Improving society is imperative
Be it the one billion people who do not have officially recognised documents to prove their identity, the millions of people who fall victim to privacy violations in financial and other data breaches, or the growing number of people who are being shadow banned, de-platformed, or restricted from expressing themselves freely, the calls for more social impact are growing ever louder.
Across the spectrum, institutions are increasingly encouraged to have a social impact with their actions. But what exactly does “having a social impact” really mean? And how can it be sustainably achieved? As it stands, more and more people consider having a social impact as a societal participant’s primary goal. In other words, everybody – be it individuals, businesses or governments – should be working towards the improvement of society by addressing pressing social challenges.
This obviously starts with identifying challenges and then raising awareness of this issue. Most importantly, having a social impact implies not only talking the talk, but also walking the walk by actively contributing to the betterment of the situation. The social impact is greatest when the social framework conditions are changed in such a sustainable way that the well-being of individuals or entire groups of people can be increased over the long term.
Why not use blockchain?
Foundational technology is the most effective tool for impacting society at large and solving the challenges it is faced with. One such foundational institutional technology is the blockchain, which entered the picture through the discovery of Bitcoin in 2009 and has since proliferated and emerged in many different forms.
First and foremost, it is so-called public blockchains that have risen to fame. Constructed as a peer-to-peer network of globally distributed computers (nodes), public blockchains allow for permissionless value transfer in a trust-minimised yet robust setting. Supplemented by the component of smart contracts – as in the case of Ethereum, for example – even the most complex kinds of information can be encoded and run as self-executing programs on a blockchain.
At their core, public blockchains have created a new trust layer that can be freely used by individuals, enterprises and governments alike. And, because of their core operating principles – such as decentralisation, transparency, self-verification, permissionlessness and accountability – public blockchains can play an essential role in furthering society’s cause of generating greater social impact.
The public blockchain’s model for decentralising and open-sourcing trust reduces information asymmetries between different non-trusting entities – be it among governments, enterprises or individuals themselves, as well as in between these different parties.

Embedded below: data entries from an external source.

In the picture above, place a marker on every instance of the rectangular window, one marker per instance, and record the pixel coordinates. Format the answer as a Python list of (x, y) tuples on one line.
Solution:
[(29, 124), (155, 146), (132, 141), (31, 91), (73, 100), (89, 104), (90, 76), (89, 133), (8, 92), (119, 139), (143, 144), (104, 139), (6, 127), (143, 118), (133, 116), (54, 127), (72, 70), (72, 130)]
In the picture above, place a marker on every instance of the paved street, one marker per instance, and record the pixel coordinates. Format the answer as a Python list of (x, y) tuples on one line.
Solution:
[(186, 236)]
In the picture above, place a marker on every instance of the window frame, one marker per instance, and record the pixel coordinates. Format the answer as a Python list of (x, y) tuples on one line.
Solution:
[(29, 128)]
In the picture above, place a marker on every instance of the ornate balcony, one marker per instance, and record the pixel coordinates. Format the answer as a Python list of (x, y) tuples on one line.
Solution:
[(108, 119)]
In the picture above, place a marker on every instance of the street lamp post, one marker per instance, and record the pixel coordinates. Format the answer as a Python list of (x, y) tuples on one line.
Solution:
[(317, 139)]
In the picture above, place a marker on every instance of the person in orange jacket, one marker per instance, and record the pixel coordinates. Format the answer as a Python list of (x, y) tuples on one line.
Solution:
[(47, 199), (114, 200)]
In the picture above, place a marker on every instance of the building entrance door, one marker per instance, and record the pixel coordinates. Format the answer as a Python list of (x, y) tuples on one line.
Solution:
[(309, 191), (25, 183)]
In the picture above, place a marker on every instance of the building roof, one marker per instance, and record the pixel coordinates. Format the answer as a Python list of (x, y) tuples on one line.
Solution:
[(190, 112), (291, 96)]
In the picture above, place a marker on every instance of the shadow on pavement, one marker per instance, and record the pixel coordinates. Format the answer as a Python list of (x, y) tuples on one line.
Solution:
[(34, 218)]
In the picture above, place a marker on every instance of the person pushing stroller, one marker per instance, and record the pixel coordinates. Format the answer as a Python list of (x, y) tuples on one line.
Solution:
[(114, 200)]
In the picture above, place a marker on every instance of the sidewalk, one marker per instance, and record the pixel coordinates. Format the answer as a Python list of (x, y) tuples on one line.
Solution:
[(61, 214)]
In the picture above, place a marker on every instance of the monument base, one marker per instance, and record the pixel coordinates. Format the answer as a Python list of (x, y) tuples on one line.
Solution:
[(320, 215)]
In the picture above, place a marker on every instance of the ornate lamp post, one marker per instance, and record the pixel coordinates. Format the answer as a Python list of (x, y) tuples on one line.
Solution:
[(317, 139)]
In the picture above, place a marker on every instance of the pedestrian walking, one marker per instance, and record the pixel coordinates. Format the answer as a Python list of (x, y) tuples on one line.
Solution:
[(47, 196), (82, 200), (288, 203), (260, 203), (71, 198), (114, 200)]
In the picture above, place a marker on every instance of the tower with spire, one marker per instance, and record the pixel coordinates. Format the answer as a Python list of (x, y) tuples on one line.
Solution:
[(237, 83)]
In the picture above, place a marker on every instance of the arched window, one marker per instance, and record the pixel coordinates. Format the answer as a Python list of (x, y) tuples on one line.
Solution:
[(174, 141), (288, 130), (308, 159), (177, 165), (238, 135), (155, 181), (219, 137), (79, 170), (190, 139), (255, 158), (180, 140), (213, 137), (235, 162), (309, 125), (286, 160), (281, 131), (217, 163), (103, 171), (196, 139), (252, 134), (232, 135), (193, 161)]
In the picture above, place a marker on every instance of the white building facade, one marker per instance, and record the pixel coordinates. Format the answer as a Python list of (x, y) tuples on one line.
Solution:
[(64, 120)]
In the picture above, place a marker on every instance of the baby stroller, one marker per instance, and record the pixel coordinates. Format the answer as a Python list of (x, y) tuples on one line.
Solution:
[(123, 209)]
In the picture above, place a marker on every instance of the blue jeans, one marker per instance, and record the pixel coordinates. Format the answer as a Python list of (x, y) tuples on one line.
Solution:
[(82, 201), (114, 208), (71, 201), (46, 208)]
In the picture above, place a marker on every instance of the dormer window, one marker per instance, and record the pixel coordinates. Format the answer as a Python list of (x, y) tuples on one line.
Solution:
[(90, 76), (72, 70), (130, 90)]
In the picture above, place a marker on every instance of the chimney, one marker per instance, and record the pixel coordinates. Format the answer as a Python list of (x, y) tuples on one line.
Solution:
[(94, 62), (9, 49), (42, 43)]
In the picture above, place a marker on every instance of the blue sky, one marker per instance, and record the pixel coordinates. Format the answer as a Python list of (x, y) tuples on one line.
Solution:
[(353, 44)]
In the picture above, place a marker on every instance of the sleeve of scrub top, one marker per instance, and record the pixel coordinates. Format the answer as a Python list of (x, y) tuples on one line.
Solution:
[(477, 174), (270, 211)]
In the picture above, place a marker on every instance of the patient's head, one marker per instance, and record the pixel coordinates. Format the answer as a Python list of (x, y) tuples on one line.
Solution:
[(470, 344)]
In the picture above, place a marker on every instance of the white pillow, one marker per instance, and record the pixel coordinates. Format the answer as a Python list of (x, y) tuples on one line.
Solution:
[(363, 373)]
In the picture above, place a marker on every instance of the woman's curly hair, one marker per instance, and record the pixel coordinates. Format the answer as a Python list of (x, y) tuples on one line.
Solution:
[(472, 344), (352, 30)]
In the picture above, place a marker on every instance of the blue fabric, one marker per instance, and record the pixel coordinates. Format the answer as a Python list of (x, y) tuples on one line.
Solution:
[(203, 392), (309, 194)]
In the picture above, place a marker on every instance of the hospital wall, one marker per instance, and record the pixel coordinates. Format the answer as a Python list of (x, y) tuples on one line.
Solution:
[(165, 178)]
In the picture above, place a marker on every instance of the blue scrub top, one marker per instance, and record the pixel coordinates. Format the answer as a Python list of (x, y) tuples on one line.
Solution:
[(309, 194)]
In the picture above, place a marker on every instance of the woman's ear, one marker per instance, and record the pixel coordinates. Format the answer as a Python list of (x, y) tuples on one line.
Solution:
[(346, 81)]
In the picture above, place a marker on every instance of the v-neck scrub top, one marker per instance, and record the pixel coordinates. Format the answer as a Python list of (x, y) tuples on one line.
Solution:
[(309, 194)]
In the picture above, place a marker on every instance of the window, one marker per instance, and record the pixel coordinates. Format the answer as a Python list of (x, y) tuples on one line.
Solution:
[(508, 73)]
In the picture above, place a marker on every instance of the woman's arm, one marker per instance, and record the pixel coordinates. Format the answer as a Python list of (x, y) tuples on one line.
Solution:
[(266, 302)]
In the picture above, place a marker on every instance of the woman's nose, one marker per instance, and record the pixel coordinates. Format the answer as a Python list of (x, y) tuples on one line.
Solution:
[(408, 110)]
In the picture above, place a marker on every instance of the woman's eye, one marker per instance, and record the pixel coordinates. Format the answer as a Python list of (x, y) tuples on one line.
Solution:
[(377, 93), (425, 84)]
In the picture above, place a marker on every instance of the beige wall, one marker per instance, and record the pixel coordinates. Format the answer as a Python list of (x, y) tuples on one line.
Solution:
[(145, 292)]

By introducing a network for institutionalised trust provided by the means of cryptography and game theory, public blockchains offer an alternative that could break today’s increasing reliance on centralised entities that control access to information of all sorts. Consequently, the pressing peril of surveillance, censorship and human rights abuses could be successfully counteracted.
What does blockchain’s social impact look like?
As a new general-purpose technology, blockchain’s potential for social impact spans a wide spectrum and many different industries. It can disrupt different types of institutions and social systems across the globe. As a new framework for institutionalised trust, blockchains are giving rise to new economies and incentive systems that can fill in the gaps where traditional institutions fail to deliver. This way, the specialised need of marginalised populations and ethnic groups can be more effectively addressed.
Blockchain’s biggest impact so far has been regarding value. As a neutral technology, it has made value flow orders of magnitude faster and allowed value to flow more freely across international borders. While this value transfer function can be and is also misused for nefarious purposes, it can equally be used for achieving the good. Moreover, blockchains provide distinctive features – such as transparency or immutability – that can be leveraged to offset malicious intent when using such networks.
Beyond value, blockchain can also transfer effective control over personal data from today’s intermediaries to individuals. The latter would regain their privacy and more power to monetise their own data. While this comes with obvious benefits for individuals, it also means greater self-responsibility on their part.
Finally, blockchains can be used as a tool to create transformative shifts in how we control today’s vast amount of information. In an increasingly digital society, it becomes ever more important to safely store information – a task that a decentralised blockchain storage solution can credibly supply. As such, blockchain can also be a tool for democratisation because of its ability to create immutable records of information that cannot be altered, censored or suppressed by authoritarian regimes.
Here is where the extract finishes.